Oct 05, 2018 - 09:20 AM
You are writing the press release for reporters. That's your audience, because they will either re-share or turn it into a story on their own site... or completely ignore it. You want them to say "hey, this is about something that's trending right now" or "hey, this could be good for our readers because they value x or do y..."
The biggest mistake everyone makes is that they talk about themselves from the perspective that is most interesting to themselves.
Take it from Dale Carnegie - you will get more friends in two months by being interesting in others than you will be in 2 years just trying to be interesting / appear interesting.
Show your interest in their audiences by writing from the perspective of their desires, their interests, their fears, their concerns, and how your app solves for that, helps that, etc
oh, and one more thing... When I was a consultant helping PR Newswire (before they were acquired by Cision), I learned from them that adding photos really helped in naturally getting more exposure / getting numbers up. I understand that may require you to spend more... but if you have a photo that can help visualize the experience (again... that interests your audience and target... not you), you may have more chance of stopping them.
Oct 05, 2018 - 10:15 AM
For example, in the last year there have been lots of scams in the crypto-currency world. The Wall Street Journal did a study and found that 70% (don't remember the exact figure) of the ICO whitepapers were plagiarized and many didn't make any sense (they just strung tech buzzwords together to fool potential investors "blockchain", "big data" "ico" "crypto" "decentralized" "hashing").

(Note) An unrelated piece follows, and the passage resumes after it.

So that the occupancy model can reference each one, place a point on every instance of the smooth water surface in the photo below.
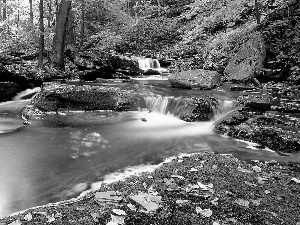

If you have built an app to tackle this problem, say, "CryptoBull" that parses whitepapers and assigns a bullshit score, write about the larger trend and towards the end mention your app. If the piece is well researched, you've basically done all the work for the reporter and they can quickly produce a story and meet a deadline. They will also see you as an authority in the field and call you for quotes whenever they are covering the topic.
Because of our work in analytics and the interesting case studies we've published), Our consulting company, Conversion Wizards got a call from the New York Times to analyze traffic volume for Motel 6 after it emerged that they were sharing personal information of their guests (suspected to be illegal immigrants) with the authorities.
See this: https://www.nytimes.com/2017/09/22/travel/motel6-...
I highly doubt they would have a written a story just about our company!